March signals springtime in Florida. Migrating fish and local fish that spent the winter in their backcountry haunts are now on the move. There will still be a few cold fronts, but at this point, those days are numbered, and it is the beginning of spring for Southwest Florida. As we start to see fewer cold fronts affecting water temperatures, the warming trends begin. It seems to creep up on us, but the closer we get to April, it becomes very clear, especially once that humidity is in the air during the early morning hours. It's a perfect time of year to target Tarpon and Permit but will also chase Snook and trout.

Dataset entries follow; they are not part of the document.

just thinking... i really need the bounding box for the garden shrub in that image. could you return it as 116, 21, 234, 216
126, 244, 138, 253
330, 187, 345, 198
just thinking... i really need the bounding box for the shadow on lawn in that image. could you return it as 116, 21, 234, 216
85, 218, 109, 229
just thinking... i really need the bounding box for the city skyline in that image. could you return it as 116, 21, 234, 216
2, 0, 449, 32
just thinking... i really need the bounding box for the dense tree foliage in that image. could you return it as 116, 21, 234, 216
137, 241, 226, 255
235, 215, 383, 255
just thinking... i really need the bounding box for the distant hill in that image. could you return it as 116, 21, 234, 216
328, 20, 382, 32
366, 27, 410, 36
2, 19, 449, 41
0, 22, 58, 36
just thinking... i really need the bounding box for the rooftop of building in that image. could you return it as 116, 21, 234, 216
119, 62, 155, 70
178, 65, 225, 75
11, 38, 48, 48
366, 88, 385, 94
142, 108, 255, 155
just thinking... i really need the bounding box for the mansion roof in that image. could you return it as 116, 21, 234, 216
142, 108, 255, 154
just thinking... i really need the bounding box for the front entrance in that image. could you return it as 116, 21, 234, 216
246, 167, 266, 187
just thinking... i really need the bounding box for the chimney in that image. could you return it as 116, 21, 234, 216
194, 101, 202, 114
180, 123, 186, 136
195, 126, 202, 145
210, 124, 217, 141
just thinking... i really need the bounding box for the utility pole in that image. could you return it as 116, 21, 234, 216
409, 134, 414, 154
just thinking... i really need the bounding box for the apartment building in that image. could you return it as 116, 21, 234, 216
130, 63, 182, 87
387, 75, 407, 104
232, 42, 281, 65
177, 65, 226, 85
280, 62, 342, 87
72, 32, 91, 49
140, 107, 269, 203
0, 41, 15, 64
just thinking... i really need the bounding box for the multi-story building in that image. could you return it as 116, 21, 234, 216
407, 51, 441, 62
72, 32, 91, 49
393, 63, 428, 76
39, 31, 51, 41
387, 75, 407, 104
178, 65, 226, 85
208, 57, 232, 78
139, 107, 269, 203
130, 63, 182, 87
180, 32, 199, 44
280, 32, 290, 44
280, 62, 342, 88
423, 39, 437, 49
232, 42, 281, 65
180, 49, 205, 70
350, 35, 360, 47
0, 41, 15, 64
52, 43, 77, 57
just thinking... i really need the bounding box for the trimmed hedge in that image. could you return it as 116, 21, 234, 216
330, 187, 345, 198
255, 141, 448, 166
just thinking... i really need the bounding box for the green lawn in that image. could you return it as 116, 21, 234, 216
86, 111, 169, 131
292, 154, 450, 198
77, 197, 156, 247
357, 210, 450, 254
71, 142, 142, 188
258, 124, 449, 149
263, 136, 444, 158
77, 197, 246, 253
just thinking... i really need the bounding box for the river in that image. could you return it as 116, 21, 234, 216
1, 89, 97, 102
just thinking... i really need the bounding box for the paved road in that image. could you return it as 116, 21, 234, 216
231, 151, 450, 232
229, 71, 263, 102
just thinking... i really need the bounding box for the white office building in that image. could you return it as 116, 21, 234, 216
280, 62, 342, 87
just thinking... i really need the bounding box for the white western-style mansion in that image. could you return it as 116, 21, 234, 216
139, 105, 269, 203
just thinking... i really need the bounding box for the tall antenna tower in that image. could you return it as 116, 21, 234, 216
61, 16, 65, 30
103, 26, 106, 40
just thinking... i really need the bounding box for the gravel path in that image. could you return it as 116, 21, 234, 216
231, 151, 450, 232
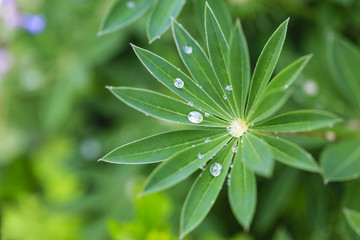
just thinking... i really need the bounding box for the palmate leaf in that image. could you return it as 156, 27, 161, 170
320, 138, 360, 182
252, 110, 339, 133
100, 129, 226, 164
142, 134, 231, 195
108, 87, 226, 127
180, 141, 235, 238
228, 145, 257, 230
343, 208, 360, 236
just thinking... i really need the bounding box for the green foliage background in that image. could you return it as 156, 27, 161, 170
0, 0, 360, 239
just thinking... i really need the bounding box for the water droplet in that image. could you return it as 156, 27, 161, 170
230, 164, 234, 168
225, 85, 232, 91
145, 113, 149, 116
227, 173, 231, 178
303, 80, 319, 96
227, 179, 231, 186
211, 200, 215, 204
126, 1, 135, 8
191, 144, 195, 147
188, 111, 203, 123
199, 85, 203, 89
188, 101, 194, 106
209, 163, 222, 177
199, 163, 206, 170
250, 122, 254, 126
197, 152, 204, 159
223, 94, 228, 100
204, 138, 211, 143
183, 45, 193, 54
204, 112, 210, 117
275, 131, 278, 134
284, 84, 289, 89
240, 139, 244, 143
232, 146, 238, 153
174, 78, 184, 88
105, 85, 113, 90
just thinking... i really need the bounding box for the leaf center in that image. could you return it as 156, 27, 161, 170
227, 119, 248, 138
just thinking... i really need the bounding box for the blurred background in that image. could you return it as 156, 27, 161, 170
0, 0, 360, 239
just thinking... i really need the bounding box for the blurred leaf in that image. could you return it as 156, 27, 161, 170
147, 0, 186, 43
171, 21, 232, 115
132, 45, 232, 120
229, 145, 257, 230
243, 132, 273, 177
246, 19, 288, 115
272, 227, 293, 240
252, 132, 319, 172
142, 135, 231, 195
321, 138, 360, 182
109, 87, 227, 127
328, 36, 360, 108
252, 110, 339, 133
101, 129, 225, 164
229, 20, 251, 119
180, 141, 235, 238
343, 208, 360, 236
99, 0, 156, 35
205, 3, 237, 117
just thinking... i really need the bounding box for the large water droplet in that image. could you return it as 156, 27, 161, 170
174, 78, 184, 88
188, 111, 203, 123
183, 45, 193, 54
126, 1, 135, 8
210, 163, 222, 177
197, 152, 204, 159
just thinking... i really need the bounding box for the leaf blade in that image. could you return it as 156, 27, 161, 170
343, 208, 360, 236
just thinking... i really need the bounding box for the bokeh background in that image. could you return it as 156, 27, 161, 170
1, 0, 360, 239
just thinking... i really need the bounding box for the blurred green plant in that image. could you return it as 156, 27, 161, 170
99, 3, 339, 238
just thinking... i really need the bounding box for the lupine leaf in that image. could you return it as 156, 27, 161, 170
100, 129, 227, 164
109, 87, 227, 127
180, 141, 235, 238
321, 138, 360, 182
229, 144, 256, 230
343, 208, 360, 236
243, 132, 274, 177
99, 0, 156, 35
147, 0, 186, 43
205, 3, 237, 117
252, 132, 319, 172
132, 45, 232, 120
229, 20, 250, 118
252, 110, 339, 133
171, 21, 232, 115
246, 19, 289, 115
142, 135, 231, 195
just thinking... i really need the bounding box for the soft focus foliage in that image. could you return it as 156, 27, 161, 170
1, 0, 360, 239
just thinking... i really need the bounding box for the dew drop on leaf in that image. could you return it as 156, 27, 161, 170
223, 94, 227, 100
188, 111, 203, 123
232, 146, 238, 153
204, 138, 211, 143
183, 45, 193, 54
126, 1, 135, 8
197, 152, 204, 159
174, 78, 184, 88
204, 112, 210, 117
187, 101, 194, 106
199, 163, 206, 170
209, 163, 222, 177
284, 84, 289, 89
225, 85, 232, 95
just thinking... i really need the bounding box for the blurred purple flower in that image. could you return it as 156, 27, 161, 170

Springtime means Tarpon time. The water is consistently warmer, and the local fish is much “happier,” and small groups of migrating fish also begin to show up. Tarpons can be found in backcountry bays, canals, and out on beaches. The nice thing about tarpon is that when they are present, they let you know; you will see fish coming to the surface and rolling, and you will see quick flashes of silver. This is not always the case but can indicate that the fish are relaxed and maybe more willing to eat bait.
It is good to have an arsenal of baits when chasing Tarpon. There is nothing like catching one on artificial bait, but there are times when they just get finicky and want live minnows or a crab. When targeting Tarpon, I will have clients cast artificial baits on the front of the boat and run a few live baits off the back to try to entice a bite from fish that just may not want an artificial at that time.

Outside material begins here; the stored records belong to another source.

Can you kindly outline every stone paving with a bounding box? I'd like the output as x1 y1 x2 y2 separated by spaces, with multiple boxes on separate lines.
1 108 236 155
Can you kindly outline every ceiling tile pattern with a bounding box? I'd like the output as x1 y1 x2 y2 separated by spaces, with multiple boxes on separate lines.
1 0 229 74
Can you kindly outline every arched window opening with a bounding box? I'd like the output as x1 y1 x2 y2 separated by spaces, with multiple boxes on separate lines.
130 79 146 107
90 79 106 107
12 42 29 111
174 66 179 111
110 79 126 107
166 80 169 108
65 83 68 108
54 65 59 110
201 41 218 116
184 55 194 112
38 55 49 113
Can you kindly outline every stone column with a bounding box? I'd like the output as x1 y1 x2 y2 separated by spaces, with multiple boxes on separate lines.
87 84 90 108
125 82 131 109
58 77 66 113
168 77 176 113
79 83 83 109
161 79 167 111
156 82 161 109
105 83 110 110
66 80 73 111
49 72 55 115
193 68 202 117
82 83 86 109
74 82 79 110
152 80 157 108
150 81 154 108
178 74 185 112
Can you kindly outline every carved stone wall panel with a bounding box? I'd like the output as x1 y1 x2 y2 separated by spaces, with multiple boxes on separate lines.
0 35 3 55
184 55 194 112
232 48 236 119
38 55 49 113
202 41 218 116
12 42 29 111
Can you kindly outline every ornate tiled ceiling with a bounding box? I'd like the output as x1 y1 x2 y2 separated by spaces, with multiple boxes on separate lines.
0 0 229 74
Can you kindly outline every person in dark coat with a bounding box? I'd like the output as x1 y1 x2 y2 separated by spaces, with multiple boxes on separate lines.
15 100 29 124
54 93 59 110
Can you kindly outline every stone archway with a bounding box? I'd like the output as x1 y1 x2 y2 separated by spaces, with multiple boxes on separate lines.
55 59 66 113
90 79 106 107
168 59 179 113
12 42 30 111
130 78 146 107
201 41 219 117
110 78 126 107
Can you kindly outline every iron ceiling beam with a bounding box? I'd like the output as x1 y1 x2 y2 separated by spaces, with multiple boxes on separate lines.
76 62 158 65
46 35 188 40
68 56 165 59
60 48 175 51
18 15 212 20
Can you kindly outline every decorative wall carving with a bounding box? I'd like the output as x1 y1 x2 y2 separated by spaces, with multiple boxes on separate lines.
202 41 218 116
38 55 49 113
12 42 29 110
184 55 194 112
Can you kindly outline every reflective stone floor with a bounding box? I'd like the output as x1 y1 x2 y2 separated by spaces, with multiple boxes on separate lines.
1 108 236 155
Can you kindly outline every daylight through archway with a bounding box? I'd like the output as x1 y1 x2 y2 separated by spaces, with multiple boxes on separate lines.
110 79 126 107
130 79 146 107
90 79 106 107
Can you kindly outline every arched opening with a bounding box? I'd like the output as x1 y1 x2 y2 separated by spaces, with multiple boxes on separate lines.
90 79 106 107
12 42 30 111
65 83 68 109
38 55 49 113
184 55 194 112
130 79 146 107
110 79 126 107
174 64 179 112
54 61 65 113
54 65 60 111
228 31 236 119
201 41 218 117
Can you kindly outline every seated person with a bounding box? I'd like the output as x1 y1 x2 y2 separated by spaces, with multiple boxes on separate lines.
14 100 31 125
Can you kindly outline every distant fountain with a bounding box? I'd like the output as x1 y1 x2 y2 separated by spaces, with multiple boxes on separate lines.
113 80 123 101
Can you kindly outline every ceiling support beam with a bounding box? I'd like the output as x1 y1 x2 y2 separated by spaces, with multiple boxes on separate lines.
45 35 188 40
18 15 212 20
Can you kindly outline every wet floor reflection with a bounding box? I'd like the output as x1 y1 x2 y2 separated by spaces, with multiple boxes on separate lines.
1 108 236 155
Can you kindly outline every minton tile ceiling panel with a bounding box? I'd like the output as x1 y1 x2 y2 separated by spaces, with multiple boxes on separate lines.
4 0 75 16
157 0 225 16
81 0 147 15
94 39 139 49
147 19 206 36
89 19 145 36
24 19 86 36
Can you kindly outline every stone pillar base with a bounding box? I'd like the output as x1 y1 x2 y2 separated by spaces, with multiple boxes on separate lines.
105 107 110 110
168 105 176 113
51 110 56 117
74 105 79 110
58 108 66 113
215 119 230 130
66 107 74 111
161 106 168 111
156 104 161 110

For my artificial setups, I like to run a medium-heavy action rod with a 300-size Piscifun Alijoz. This reel sounds like it would be too small, but with 33 lb of drag, it does just fine! And the smaller size makes it much more comfortable to hold all day while casting and fighting fish.

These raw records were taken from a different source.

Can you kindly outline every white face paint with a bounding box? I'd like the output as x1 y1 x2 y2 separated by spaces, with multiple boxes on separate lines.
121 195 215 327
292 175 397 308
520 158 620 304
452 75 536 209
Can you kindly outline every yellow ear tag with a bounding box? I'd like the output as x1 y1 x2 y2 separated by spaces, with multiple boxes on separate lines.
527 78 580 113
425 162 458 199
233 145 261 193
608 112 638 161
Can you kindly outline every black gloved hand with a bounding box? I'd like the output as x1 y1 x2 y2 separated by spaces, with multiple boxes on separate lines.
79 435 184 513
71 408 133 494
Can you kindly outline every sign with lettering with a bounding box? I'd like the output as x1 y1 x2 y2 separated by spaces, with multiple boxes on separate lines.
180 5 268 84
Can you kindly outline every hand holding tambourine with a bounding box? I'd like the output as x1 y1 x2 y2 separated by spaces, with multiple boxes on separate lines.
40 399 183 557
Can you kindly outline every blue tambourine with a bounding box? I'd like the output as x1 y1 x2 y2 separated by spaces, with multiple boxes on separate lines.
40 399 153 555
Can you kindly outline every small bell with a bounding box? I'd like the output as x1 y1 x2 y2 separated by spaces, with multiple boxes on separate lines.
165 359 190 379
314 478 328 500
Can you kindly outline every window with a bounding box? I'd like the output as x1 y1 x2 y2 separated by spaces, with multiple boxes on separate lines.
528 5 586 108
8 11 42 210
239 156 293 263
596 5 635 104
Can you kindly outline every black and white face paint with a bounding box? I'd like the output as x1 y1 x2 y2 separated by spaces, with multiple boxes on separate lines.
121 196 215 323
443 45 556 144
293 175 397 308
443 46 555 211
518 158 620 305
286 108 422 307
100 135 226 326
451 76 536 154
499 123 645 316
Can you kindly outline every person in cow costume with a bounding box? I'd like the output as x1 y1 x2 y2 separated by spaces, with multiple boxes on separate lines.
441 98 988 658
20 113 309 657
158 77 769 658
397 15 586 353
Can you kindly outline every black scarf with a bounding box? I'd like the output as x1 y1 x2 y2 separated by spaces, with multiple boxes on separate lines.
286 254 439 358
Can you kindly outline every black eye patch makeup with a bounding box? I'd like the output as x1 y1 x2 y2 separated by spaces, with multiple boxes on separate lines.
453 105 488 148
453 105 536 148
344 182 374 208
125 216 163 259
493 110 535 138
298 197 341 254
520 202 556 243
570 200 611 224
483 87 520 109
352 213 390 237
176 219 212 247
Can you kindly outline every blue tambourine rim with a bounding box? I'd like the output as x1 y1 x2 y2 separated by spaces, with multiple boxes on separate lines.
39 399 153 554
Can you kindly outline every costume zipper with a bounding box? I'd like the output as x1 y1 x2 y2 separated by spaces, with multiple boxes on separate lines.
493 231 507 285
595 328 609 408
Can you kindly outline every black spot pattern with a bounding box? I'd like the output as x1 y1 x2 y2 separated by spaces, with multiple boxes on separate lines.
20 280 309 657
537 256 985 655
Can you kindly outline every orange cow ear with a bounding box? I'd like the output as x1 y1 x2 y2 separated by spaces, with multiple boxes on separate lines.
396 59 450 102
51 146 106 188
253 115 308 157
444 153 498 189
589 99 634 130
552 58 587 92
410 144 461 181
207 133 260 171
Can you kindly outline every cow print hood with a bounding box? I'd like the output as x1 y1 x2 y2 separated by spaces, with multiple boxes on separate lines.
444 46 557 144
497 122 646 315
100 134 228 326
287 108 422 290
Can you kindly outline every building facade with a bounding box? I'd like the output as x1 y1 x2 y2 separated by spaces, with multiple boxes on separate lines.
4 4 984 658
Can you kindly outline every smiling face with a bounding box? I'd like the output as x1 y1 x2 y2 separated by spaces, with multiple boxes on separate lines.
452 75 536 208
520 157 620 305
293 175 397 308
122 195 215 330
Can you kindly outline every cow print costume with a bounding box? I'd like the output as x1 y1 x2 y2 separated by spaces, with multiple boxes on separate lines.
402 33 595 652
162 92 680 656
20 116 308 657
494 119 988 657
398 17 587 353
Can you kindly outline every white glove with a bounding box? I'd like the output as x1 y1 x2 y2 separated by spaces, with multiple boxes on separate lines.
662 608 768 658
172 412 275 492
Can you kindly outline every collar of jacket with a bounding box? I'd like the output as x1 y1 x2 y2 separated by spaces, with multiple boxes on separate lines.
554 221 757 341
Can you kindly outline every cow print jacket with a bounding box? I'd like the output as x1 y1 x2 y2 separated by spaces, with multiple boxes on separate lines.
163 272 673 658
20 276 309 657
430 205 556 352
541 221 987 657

For my live bait rods, I still run medium-heavy action rods with an 8000-size Piscifun Captain reel. I love this reel because, for its size, it is extremely light, coming in at only 17.2oz. It has Brass gears, and a max drag of 44 lb, which is more than enough drag to fight a Tarpon effectively, add to the list that it can hold close to 300 yards of 50lb braid, and this reel is the ultimate Tarpon spinning reel.
Snook & Trout
Try to look for deeper cuts with many currents adjacent to a flat as snook and trout begin to stage closer to the ocean. On an incoming tide, fish will sit in the deeper channel and feed as bait is being pushed through from the current; as the water rises, baitfish will move up onto the flat, and the Snook and trout will be right behind them.
Whether you're looking to target fish in the flat or deer cuts, using soft plastic swimbaits, flukes, and bucktail jigs between 3/8th oz. to ¾ oz can be effective. Pitching live pilchards along mangrove edges is another technique that can often yield great results. And, if you are fishing during a cold front, it is hard to beat a jig with a piece of shrimp hopped off the bottom.
For all these techniques, I like to use a 7ft medium heavy rod paired with a 3000 size Piscifun Captain or Carbon X reel. For this setup, I paired it with a 30lb braid line and topped it off with a 30-40 pound fluorocarbon leader. The smooth and powerful drag of these reels helps keep and pull fish away from mangroves, where they will ultimately break the line.
With water temps consistently warming and fish on the move, do not be afraid to do a lot of moving. If fishing in an area that you think looks good doesn't produce a bit within 15-20 minutes, move and try something else that looks like it may be productive. Always being on the hunt and consistently trying new areas will ultimately make you a better angler and help you learn more about which spots hold fish consistently and which do not.
Get out there and put some fish into the boat!